If your expression results differ from those in the published article, why could it be?

The article did not report any down regulated genes, so they are difficult to compare to the article, but the up regulated proteins identified were also found to be up regulated in the article. Nine out of the ten most up regulated proteins according to the differential expression analysis participate in purine biosynthesis. This was the same cluster of genes and biological pathway that they identified in the article. Some of the genes that were identified as up regulated in the article were not found to be differantially expressed in this experiment. This could be due to different algorithms used for expression analysis or failed assembly in those regions of the genome.

How do the different samples and replicates cluster together?

Looking at the plot in the previous section on read counting, it is clear that the replicates cluster together quite well in the triplicates. There are, however, many differences in clustering between the BH and serum samples.

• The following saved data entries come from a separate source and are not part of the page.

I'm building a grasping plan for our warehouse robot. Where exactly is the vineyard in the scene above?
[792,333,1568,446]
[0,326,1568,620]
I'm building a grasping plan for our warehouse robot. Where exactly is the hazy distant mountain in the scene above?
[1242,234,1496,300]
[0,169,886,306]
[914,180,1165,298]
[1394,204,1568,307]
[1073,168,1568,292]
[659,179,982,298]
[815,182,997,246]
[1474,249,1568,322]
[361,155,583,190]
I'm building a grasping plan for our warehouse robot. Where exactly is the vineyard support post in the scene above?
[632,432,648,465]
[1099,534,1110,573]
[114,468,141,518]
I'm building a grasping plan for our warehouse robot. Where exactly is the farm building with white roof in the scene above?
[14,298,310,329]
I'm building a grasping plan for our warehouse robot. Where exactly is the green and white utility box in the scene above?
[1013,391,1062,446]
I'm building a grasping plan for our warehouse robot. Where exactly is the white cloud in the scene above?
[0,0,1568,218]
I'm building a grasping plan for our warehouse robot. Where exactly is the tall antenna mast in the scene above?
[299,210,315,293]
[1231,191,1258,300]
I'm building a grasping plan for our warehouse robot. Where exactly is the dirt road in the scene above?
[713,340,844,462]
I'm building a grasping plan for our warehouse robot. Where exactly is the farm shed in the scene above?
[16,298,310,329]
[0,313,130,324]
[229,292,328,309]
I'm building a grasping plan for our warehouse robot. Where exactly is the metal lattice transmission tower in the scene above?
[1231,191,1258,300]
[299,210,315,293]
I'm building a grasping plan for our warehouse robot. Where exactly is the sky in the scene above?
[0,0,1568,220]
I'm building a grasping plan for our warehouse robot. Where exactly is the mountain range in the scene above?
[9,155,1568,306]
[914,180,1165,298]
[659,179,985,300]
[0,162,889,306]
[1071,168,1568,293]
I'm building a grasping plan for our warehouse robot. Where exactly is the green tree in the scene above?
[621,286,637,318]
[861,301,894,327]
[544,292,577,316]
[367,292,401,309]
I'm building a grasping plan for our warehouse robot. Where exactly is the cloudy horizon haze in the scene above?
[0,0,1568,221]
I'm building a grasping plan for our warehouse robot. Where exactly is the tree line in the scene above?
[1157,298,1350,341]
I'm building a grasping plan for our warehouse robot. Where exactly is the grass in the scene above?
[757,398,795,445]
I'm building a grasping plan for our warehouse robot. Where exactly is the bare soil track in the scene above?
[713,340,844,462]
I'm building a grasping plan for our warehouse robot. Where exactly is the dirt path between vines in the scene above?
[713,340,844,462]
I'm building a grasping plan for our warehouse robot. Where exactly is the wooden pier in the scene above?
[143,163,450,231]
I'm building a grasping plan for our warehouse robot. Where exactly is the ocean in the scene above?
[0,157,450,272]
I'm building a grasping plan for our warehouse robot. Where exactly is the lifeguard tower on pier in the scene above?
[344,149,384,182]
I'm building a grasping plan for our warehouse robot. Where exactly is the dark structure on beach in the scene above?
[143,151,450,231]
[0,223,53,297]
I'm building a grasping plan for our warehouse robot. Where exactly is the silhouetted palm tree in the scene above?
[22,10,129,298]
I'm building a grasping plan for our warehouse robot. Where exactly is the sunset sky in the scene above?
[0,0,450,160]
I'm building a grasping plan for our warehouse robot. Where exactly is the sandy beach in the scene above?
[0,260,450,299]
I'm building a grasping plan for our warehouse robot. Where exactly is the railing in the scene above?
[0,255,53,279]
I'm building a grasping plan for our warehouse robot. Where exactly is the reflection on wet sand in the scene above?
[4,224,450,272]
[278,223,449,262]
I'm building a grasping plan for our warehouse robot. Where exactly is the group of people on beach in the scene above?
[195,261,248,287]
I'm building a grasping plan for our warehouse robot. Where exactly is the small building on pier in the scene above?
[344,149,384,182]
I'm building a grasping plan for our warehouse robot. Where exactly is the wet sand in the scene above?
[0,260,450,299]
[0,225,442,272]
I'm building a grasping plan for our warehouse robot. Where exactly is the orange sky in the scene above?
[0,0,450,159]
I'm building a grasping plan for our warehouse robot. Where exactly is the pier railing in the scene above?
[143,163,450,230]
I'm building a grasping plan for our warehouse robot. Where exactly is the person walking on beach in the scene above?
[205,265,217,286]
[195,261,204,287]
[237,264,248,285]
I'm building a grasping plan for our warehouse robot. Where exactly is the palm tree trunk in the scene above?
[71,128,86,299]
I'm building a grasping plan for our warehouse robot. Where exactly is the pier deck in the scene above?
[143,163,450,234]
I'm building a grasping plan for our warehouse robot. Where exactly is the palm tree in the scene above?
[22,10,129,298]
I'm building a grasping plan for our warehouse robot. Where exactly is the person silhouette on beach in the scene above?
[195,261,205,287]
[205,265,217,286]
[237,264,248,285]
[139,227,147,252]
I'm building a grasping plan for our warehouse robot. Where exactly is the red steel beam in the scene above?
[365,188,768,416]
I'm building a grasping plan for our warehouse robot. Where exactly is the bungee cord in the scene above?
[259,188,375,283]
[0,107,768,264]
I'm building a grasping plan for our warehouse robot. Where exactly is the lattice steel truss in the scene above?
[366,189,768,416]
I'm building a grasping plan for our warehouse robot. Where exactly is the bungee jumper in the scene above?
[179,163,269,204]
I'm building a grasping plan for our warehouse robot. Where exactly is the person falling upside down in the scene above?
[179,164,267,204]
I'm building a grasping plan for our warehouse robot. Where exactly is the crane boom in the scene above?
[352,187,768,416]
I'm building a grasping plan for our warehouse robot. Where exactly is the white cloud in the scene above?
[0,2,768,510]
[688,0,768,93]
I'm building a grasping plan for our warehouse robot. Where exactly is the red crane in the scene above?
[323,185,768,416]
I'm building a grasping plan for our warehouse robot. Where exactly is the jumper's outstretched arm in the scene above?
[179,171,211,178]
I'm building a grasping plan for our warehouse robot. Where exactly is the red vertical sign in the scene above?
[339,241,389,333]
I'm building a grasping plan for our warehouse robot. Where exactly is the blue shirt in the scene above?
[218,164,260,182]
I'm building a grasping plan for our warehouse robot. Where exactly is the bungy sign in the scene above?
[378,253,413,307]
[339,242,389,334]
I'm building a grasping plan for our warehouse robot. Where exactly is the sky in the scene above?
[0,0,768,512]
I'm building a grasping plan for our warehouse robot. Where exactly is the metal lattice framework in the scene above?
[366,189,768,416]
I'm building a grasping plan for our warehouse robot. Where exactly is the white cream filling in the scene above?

What effect and implications has the p-value selection in the expression results?

The p-value is a measure of how likely it would be to obtain the observed result by chance. A high p-value means that there is a higher likelihood that we would see the same result by chance. A lower p-value means that it is very unlikely that we would observe the same result just by chance, meaning that we have statistic significance in our results. So, decreasing the p-value in the differential expression analysis means that we would get fewer hits, since fewer of them would be deemed statistically significant.

What is the q-value and how does it differ from the p-value? Which one should you use to determine if the result is statistically significant?

The q-value is a measure of the false detection rate, meaning how likely the genes are to be false positives based on their p-value. The p-value is usually used to determine statistical significance.

Do you need a normalization step? What would you normalize against? Does DESeq do it?

In order to compare the read counts to each other, they need to be normalized. Factors that can be normalized against are seqeunce depth, gene length and RNA composision. In Deseq2, which was used in this study, the reads are analyzed one gene at a time, so we do not need to normalize against gene length. Deseq does, however, normalize against sequence depth and RNA composition.

What would you do to increase the statistical power of your expression analysis?

To increase the statistical power of the expression analysis, I would look at both the q-value and p-value and lower these values for the analysis.